Spaceflight is tough, and as the push continues to build cheaper spacecraft, we need to remember why spacecraft are usually so expensive. It’s all about reliability, because there is often an incredibly narrow margin in which these vehicles operate, and sometimes it can take very little to end their missions.
DMSP-19 stopped communicating last February, and yesterday the USAF announced they were discontinuing efforts to contact it. Less than half way through its primary mission, DMSP-19 is dead. The problem is believed to be something in its power system, but there are very few clues to go on. The spacecraft is still intact and tracked by radar, but it is derelict now. What’s really frustrating is knowing how thin this leaves our margins for adequate weather forecasting. DMSP and its civilian cousin POES was supposed to be followed by the NPOESS constellation, but that has been cancelled. Just one element, the gapfiller NPP Suomi, was launched. Today, NOAA and NASA are pressing forward with their part of NPOESS, now called JPSS, but the military side, DWSS, was cancelled and so they will be partnering with the Europeans instead to get adequate coverage. The USAF still has one more DMSP spacecraft as a ground spare, but after that they will no new weather satellites of their own in the pipeline, and there is still no plan to change that state of affairs.
Meanwhile, in Japan, controllers are attempting to learn the fate of their latest x-ray space observatory, Hitomi.
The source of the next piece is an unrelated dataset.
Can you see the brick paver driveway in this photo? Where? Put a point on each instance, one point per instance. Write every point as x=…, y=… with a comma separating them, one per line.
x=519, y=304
It, too, stopped communicating. It was still in its commissioning phase when communications stopped, and now the USAF has reported tracking at least five objects around it. Satellite spotters report seeing its brightness vary in a very predictable way, which means it’s tumbling out of control. This would account for the difficulty in communicating; Japanese controllers have been able to downlink a few snippets of telemetry, but they were very brief as it cannot maintain a lock on the ground with its dish antenna. JAXA doesn’t give up easily, but this one is almost certainly a goner. With debris around it, it’s probably suffered an explosion of some kind. Not quite enough to kill it, but enough to adjust its orbit slightly and set it spinning. Likely suspects include the propulsion system and the batteries. The only thing ruled out at present is a collision with a tracked object; the USAF recorded no objects with a trajectory that could have intersected it. It’s very sad, and I hope they got insurance.
On a more positive note, Progress M-29M, the last of its series, has departed the ISS (and will deorbit in a few weeks, after being used for a number of experiments involving spinning it to create artificial gravity), and its replacement, Progress MS-02, has launched towards the ISS. It is the second of the latest generation of Progress spacecraft, the 63rd to fly to the ISS, and carries production number 432. It launched today aboard a Soyuz-2-1a from Baikonur Cosmodrome.